Marianne Engel insisted that, once upon a time, she met him.
When I woke again, Marianne Engel was gone, but she had left behind a gift on the nightstand, a small stone gargoyle.
I turned the little fiend over in my hands. About six inches high, the gargoyle looked like a semi-human dumpling, cooked the color of a melancholic rain cloud. His potbelly drooped on crossed legs, his elbows were propped on his knees, and his chin rested upon three-fingered hands. His back sprouted short thick wings, presumably for show rather than flight. A blocky head was perched on his slumped shoulders like a boulder waiting to be pushed from the top of a cliff. He had enormous eyes that loomed underneath a Neanderthal brow, and a mouthful of uneven teeth. The gargoyle seemed to be trying hard to scowl, but he couldn’t quite pull it off. His expression was sweet and sad and somehow all too human, like that of a forlorn man who has spent his entire life dragging himself from one tiny accident to another until the cumulative effect has crushed him under the weight of words he can no longer speak.
My physical condition improved markedly in the days after the surgery. The garbage scow that is my stomach learned to float again, although it could no longer carry as full a load as it once did. My right leg, with its mangled knee and blasted hip, was also beginning to mend, and the doctors promised that they would soon remove the mechanical spider cast. Each day, I seemed to lie in the skeleton bed a little less awkwardly.
Nan poked me and wrote little messages to herself on my chart. She always remained professional, but I found myself calling her Nan more often than Dr. Edwards. I don’t know if she disliked this familiarity but she never asked me to stop. I suppose this emboldened me and in a moment of curiosity I asked her whether she was married. She hesitated and thought about answering, but in the end decided against it.
The seat beside the skeleton bed remained empty, save for the visits from the nurses and Nan. One Marianneless day became two Marianneless days, two became three, five Marianneless days, until they formed a Marianneless week. I wanted to ask her about the little gargoyle, why she had given it to me, what it meant.
I was reading a lot, mostly lawyer mysteries that I didn’t act
ually enjoy. I needed something to replace them, so I requested of Nan that she loan me some textbooks on abnormal psychology. “You must have something on schizophrenia, manic depression, bipolar disorder, anything like that?”
“It’s not my area of expertise,” she replied. “Besides, you should be reading about burns.”

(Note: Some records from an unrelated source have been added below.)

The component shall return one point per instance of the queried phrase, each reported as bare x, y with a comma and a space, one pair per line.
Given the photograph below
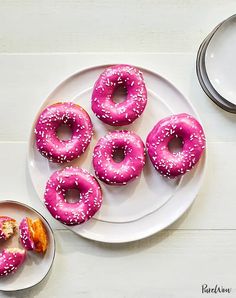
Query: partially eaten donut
7, 227
33, 235
10, 260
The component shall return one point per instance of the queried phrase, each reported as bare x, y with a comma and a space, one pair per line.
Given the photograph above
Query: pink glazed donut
123, 113
181, 126
47, 141
10, 260
112, 172
55, 195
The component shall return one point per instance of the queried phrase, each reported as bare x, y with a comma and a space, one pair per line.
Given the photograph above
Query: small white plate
144, 206
36, 266
220, 59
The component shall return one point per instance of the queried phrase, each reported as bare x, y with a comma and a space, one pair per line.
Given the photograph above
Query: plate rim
54, 243
91, 67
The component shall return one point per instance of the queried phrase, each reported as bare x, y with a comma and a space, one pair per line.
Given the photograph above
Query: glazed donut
10, 260
7, 227
117, 114
47, 142
182, 126
72, 178
112, 172
33, 235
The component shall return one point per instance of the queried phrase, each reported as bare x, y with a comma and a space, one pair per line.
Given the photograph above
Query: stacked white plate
216, 65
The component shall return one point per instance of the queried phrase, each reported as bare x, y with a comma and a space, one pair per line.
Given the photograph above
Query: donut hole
64, 132
72, 196
118, 154
175, 145
119, 94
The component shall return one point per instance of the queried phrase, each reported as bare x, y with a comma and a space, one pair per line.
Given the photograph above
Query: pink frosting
182, 126
25, 236
72, 178
47, 142
4, 219
10, 260
112, 172
126, 112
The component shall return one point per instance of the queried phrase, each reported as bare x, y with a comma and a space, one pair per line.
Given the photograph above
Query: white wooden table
200, 247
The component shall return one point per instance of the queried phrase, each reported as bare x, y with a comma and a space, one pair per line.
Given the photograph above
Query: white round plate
36, 266
220, 59
144, 206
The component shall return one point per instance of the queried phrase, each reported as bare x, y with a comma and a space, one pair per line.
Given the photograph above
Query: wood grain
169, 264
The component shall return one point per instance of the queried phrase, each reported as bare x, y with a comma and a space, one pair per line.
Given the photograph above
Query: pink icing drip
175, 164
3, 219
117, 114
129, 168
72, 178
25, 237
10, 261
47, 142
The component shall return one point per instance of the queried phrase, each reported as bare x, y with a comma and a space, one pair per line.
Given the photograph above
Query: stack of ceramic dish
216, 65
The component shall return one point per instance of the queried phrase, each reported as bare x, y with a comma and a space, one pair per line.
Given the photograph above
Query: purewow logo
215, 290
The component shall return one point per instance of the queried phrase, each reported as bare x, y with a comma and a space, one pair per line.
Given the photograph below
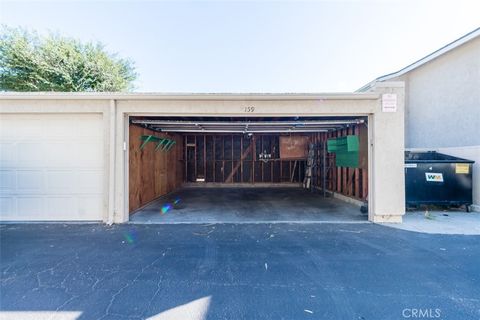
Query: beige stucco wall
443, 100
386, 183
443, 107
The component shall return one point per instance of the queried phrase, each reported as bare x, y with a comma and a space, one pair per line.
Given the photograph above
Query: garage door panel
52, 167
30, 154
89, 182
7, 181
7, 154
60, 182
31, 207
30, 181
86, 154
61, 155
7, 208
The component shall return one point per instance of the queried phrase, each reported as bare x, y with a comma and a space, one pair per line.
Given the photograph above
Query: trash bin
433, 178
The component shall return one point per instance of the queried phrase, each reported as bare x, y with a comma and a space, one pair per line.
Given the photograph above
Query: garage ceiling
247, 126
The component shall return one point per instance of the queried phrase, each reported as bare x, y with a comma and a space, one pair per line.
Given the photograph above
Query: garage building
112, 157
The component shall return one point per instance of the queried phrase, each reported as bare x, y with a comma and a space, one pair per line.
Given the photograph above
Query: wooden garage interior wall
152, 173
229, 158
213, 157
351, 182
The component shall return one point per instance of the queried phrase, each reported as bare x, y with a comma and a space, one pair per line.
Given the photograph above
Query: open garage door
205, 169
51, 167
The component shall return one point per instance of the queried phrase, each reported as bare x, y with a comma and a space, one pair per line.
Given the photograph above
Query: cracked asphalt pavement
229, 271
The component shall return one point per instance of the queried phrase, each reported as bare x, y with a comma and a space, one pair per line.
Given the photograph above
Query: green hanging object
346, 151
163, 144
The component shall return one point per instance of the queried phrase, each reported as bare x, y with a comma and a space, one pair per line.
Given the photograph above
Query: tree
29, 62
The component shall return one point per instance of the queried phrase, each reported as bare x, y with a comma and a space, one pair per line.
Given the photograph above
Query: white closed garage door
51, 167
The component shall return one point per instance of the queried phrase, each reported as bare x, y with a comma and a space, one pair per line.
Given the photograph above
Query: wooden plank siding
152, 173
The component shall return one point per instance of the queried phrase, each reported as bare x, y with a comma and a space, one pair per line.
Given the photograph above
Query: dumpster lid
432, 156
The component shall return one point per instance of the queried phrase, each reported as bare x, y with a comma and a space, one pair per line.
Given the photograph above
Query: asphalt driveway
228, 271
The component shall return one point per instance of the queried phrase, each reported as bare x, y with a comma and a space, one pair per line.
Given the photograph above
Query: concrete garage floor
248, 205
231, 271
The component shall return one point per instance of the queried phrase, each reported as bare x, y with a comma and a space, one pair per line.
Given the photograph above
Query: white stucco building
442, 102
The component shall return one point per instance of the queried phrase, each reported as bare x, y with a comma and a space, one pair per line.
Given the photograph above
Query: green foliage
29, 62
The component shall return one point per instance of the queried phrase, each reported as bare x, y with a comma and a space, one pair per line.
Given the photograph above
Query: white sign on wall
389, 102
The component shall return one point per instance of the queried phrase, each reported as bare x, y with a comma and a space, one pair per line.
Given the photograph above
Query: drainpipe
111, 164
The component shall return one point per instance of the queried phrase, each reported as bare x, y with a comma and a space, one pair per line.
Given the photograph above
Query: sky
255, 46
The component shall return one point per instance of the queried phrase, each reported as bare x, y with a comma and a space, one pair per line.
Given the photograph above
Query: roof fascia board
182, 96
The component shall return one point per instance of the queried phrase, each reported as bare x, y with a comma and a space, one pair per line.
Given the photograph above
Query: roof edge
183, 96
437, 53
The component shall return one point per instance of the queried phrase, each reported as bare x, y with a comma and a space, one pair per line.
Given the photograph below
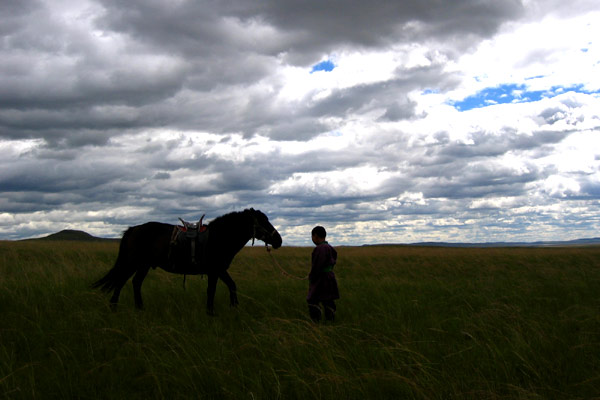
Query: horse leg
224, 275
114, 300
210, 293
137, 281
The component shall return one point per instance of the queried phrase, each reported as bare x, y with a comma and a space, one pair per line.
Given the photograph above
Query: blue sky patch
511, 93
326, 65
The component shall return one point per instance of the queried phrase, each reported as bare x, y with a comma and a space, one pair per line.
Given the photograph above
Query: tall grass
414, 323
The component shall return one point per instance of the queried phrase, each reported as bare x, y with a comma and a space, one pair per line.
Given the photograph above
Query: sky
384, 121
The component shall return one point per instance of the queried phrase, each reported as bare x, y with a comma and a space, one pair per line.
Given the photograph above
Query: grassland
413, 323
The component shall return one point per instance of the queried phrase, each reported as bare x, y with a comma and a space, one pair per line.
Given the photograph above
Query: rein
283, 272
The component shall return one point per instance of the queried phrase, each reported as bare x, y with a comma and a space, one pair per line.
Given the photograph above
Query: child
323, 285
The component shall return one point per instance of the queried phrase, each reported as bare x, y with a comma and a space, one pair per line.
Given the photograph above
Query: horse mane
226, 218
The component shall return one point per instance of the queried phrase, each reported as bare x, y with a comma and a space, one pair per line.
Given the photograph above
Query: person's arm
319, 258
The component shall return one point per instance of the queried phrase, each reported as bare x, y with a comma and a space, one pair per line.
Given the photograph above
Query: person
323, 287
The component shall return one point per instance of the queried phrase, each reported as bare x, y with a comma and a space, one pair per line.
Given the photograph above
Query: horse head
263, 230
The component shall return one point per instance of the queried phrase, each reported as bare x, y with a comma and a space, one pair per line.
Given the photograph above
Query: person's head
318, 234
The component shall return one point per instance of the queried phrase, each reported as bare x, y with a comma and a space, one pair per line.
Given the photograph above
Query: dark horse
151, 245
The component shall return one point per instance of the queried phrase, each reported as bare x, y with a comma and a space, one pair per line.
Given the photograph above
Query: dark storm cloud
141, 64
106, 107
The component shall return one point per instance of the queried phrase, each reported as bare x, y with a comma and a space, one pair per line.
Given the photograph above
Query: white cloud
116, 113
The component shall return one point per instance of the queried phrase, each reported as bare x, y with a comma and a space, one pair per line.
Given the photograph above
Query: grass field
413, 323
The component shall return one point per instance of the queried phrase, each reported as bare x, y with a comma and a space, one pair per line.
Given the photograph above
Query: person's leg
330, 309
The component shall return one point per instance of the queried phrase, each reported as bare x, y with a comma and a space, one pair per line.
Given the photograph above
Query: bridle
264, 232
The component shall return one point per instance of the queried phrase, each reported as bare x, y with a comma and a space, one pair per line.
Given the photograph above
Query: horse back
147, 243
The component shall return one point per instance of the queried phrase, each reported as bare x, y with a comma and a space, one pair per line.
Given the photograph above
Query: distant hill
73, 235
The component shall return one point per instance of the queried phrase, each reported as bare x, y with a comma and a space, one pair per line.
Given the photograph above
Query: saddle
190, 234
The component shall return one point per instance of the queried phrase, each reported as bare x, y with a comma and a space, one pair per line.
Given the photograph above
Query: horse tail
114, 277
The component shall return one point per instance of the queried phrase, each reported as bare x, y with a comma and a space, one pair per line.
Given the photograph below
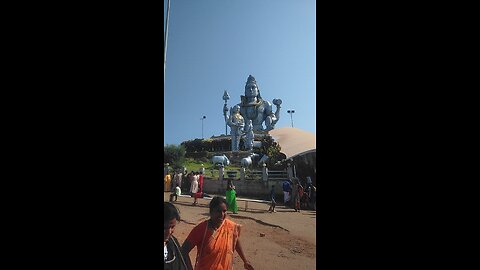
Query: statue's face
251, 90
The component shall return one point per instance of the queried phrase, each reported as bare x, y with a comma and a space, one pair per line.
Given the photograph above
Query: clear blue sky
213, 45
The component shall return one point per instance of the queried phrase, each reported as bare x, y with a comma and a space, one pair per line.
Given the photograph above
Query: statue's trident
225, 108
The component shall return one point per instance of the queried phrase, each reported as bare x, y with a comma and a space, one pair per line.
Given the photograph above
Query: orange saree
215, 251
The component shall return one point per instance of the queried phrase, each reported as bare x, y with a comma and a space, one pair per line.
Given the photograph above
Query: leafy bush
175, 155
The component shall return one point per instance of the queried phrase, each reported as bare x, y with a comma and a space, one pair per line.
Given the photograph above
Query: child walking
272, 197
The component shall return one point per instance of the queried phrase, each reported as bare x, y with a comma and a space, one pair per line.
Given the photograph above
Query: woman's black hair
215, 202
170, 212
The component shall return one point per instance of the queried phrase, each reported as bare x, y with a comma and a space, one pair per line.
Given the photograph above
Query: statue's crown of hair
251, 79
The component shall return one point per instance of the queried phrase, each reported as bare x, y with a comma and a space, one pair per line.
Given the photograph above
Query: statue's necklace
255, 111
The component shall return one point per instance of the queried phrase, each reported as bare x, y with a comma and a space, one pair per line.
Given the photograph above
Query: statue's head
236, 109
251, 87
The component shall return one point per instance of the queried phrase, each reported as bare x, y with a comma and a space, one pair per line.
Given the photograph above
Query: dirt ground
289, 241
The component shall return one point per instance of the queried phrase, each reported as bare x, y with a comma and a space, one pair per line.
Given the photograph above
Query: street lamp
291, 113
202, 124
165, 41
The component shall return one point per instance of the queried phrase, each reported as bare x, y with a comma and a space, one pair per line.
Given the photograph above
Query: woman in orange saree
216, 240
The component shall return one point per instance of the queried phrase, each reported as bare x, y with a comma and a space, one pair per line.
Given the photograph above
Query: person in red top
216, 240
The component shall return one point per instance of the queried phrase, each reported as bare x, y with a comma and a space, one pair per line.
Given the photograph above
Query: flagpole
165, 40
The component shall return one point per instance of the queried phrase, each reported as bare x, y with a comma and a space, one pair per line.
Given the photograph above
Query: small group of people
299, 196
216, 240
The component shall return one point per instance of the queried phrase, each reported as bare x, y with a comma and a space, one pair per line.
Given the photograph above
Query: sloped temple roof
294, 141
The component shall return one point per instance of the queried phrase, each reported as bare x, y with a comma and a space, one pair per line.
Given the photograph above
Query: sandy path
289, 240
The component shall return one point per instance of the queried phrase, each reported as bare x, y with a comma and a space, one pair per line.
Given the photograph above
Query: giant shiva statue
254, 108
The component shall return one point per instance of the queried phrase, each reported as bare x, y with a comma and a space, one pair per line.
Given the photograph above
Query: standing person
272, 197
176, 192
314, 198
295, 196
231, 196
177, 179
194, 189
199, 193
216, 240
220, 172
172, 254
286, 191
167, 180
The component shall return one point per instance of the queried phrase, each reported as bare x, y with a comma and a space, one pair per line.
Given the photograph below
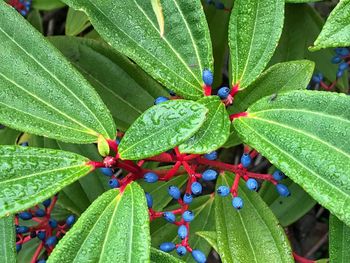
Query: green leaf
158, 256
161, 128
8, 240
305, 134
214, 131
250, 24
47, 95
128, 91
31, 175
336, 31
177, 59
339, 240
251, 234
115, 228
76, 22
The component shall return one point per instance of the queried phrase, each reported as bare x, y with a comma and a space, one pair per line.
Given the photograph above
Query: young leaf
250, 24
8, 240
305, 134
47, 95
240, 234
339, 240
177, 59
115, 228
336, 31
214, 131
31, 175
161, 128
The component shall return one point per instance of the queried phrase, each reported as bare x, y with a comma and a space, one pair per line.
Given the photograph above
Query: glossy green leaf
47, 95
305, 134
114, 228
8, 240
281, 77
339, 241
251, 234
214, 131
336, 31
158, 256
177, 59
76, 22
250, 24
31, 175
126, 89
161, 128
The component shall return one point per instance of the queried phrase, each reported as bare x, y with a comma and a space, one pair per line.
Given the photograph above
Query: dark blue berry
107, 171
196, 188
182, 231
150, 177
278, 175
252, 184
188, 216
174, 192
223, 93
237, 202
188, 198
70, 220
246, 160
160, 99
181, 251
149, 200
207, 77
223, 190
113, 183
209, 175
169, 216
167, 246
199, 256
25, 215
282, 190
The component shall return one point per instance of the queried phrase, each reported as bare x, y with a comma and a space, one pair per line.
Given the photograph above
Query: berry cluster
22, 6
342, 58
38, 223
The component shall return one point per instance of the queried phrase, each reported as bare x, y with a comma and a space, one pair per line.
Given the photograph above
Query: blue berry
160, 99
282, 190
211, 156
188, 198
207, 77
181, 251
246, 160
149, 200
223, 190
167, 246
107, 171
223, 93
70, 220
174, 192
188, 216
209, 175
40, 212
113, 183
196, 188
51, 241
237, 202
252, 184
150, 177
278, 175
25, 215
169, 216
182, 231
53, 223
199, 256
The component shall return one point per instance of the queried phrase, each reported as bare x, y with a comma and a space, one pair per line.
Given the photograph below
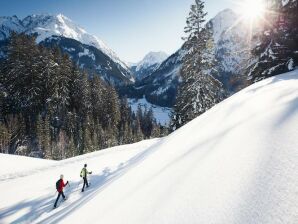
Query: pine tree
199, 90
277, 50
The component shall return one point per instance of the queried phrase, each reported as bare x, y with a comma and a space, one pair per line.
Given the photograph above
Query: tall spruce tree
277, 51
199, 90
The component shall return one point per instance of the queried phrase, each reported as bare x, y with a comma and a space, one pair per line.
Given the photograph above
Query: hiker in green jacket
84, 173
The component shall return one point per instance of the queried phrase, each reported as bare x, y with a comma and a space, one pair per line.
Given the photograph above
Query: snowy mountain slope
49, 27
231, 48
161, 114
92, 60
237, 163
148, 64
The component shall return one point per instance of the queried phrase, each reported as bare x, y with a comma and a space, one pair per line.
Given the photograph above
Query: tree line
275, 53
49, 108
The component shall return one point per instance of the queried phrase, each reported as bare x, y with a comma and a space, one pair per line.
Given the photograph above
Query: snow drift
237, 163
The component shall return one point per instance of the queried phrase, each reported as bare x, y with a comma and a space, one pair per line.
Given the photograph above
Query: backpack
58, 184
82, 172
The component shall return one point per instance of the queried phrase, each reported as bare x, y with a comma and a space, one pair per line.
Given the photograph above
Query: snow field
237, 163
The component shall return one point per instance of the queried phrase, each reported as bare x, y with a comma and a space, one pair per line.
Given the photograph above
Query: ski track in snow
236, 163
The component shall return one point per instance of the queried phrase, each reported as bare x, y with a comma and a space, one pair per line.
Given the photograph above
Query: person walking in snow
59, 186
83, 174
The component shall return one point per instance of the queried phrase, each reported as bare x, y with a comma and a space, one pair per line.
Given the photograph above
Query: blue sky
131, 28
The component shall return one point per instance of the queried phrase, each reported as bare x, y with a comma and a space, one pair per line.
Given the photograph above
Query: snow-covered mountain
148, 64
49, 28
236, 163
231, 46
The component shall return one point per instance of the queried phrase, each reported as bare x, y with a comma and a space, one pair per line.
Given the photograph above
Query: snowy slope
148, 64
61, 31
237, 163
150, 59
59, 25
232, 44
161, 114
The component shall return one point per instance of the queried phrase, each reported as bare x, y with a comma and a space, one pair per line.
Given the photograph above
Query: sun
252, 10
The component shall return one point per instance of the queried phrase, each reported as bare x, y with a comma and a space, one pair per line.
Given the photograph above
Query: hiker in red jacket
59, 186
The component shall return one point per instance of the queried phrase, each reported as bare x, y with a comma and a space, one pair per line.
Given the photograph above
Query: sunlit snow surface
237, 163
161, 114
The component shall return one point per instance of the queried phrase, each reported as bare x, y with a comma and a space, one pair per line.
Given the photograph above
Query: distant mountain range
157, 76
148, 64
87, 50
232, 46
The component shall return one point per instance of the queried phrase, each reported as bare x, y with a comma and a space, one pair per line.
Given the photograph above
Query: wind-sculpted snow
236, 163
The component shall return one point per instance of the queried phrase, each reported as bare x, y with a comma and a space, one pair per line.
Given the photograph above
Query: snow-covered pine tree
277, 51
199, 90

Nan had already brought a number of books on burn recovery that sat untouched on my bedside table. I was not reading them simply because they were what I should be reading. We made a deal: for every psychology book she brought, I’d read one of the burn books. Nan considered this a victory and insisted that I read one of her books first.
After I had, Gregor arrived at my room, his corduroy thighs rubbing together, with a psychology text in his hands. He handed it over and said that Dr. Edwards had asked him to deliver it, from the private collection in his office.
“The place isn’t driving you nuts, is it?” The way he chuckled to himself, I wondered if he’d been thinking that up all the way from the psychiatric ward. When I asked him whether psychiatrists were really supposed to refer to patients as nuts, he dabbed a bead of sweat from his brow with a tartan handkerchief, and didn’t answer. Instead, he asked why I was so interested in schizophrenia and manic depression.
“None of your business,” I said.
Gregor opened his mouth as if to say something more, but instead he just smiled and tapped my little gargoyle once on the head. “I like this,” he said, before padding his way out of my room in his tasseled loafers.